On Monday, Dec. 21, Steve Kuchera, Dennis Comfort, Brandon Stahl, Darren Carroll (our International Guild rep) and I met with Ken Browall, Deb Williams, Carol Mossberger and Dominic Cicere (Forum’s labor attorney) to discuss the company’s request for concessions in 2010.
Forum has asked the Guild to relinquish the 1.5 percent pay raise its members were to receive in 2010 under the terms of the three-year contract we signed. The company also wants our union to give up the 401(k) match Guild employees are provided under the terms of the same contract. The pay freeze would save the company an estimated $45,750, and the 401(k) concession would save it another $31,000.
The package of proposed concessions would reduce your prospective total compensation next year by 3.5 percent.
We have been told that the Duluth News Tribune remains a profitable operation, but Forum has so far declined our requests to provide specifics on net income or to open its books.
Forum’s fiscal year began in October, and Publisher Ken Browall advised us that while the newspaper budgeted for a weaker performance than last year, the DNT earned 4 percent less than it had budgeted during the first two months of this fiscal year. He also said advertising revenues were down 21 percent during October and November 2009, as compared with the same two months last year.
Ken predicts 2010 will continue to be soft, prompting Forum to seek concessions from the Guild.
Unrepresented staff members at the paper already have had their wages frozen and their 401(k) matches suspended. Ken said that if we agree to similar concessions, and raises subsequently are granted to non-union staff or 401(k) matches are reinstated, the Guild would see the same benefits return.
It should be noted that in September, when we learned of management’s plans to freeze the wages of supervisors, a team from the Guild stepped forward, approached Ken and said that if the company intended to seek concessions from us we were willing to talk. We let Ken know that we wanted to be actively involved in crafting any potential solution.

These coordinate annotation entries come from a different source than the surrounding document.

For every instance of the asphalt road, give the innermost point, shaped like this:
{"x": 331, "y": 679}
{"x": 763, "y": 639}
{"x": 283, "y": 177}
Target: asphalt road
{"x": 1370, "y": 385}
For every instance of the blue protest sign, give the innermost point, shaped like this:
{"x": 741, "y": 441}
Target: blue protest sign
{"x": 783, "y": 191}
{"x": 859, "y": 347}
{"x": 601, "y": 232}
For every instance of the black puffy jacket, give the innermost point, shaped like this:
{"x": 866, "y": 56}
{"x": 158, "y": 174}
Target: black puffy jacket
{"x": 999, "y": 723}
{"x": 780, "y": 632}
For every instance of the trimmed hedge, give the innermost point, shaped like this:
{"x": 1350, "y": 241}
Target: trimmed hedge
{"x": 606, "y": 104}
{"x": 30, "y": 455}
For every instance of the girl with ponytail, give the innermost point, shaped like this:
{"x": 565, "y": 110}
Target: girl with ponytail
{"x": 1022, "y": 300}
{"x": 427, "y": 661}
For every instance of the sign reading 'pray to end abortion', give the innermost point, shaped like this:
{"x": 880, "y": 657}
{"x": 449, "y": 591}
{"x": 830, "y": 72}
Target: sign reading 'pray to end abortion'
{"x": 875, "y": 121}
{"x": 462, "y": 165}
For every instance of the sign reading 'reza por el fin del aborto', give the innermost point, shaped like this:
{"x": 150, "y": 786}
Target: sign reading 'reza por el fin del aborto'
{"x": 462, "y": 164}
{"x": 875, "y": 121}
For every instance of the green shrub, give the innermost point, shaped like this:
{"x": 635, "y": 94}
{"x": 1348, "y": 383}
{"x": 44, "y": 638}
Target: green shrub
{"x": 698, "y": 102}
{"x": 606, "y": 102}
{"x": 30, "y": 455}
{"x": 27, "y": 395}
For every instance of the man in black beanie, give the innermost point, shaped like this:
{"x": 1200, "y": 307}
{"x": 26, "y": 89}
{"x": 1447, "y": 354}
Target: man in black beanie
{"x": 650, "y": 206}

A couple weeks ago, the company advised us of the concessions it seeks. Both sides agreed to involve Darren Carroll and Dominic Cicere in the talks, as they had been useful players in putting together our current contract.
When we all met this past Monday, we were thanked for agreeing to talk about concessions and were told that the company remained open to hearing our ideas. We laid out some of our priorities – things we hoped to receive in return for the prospective concessions being requested or comparable cost reductions. These included:
• Protections against further layoffs for a period of one year.
• Language that would return our pay to prescribed 2010 contract levels on 1/1/2011.
• A one-year extension of the current contract through Dec. 2011.
• An agreement by the company to enter into non-binding discussions with the Guild to identify alternatives to staff reductions if any layoffs were deemed necessary outside of the defined period of job security.
• A provision that before involuntary layoffs could occur, staff in company-designated departments would be offered the opportunity to voluntarily step down and receive the severance package spelled out in our contract – one week of pay for every year of full-time service, up to 26 weeks.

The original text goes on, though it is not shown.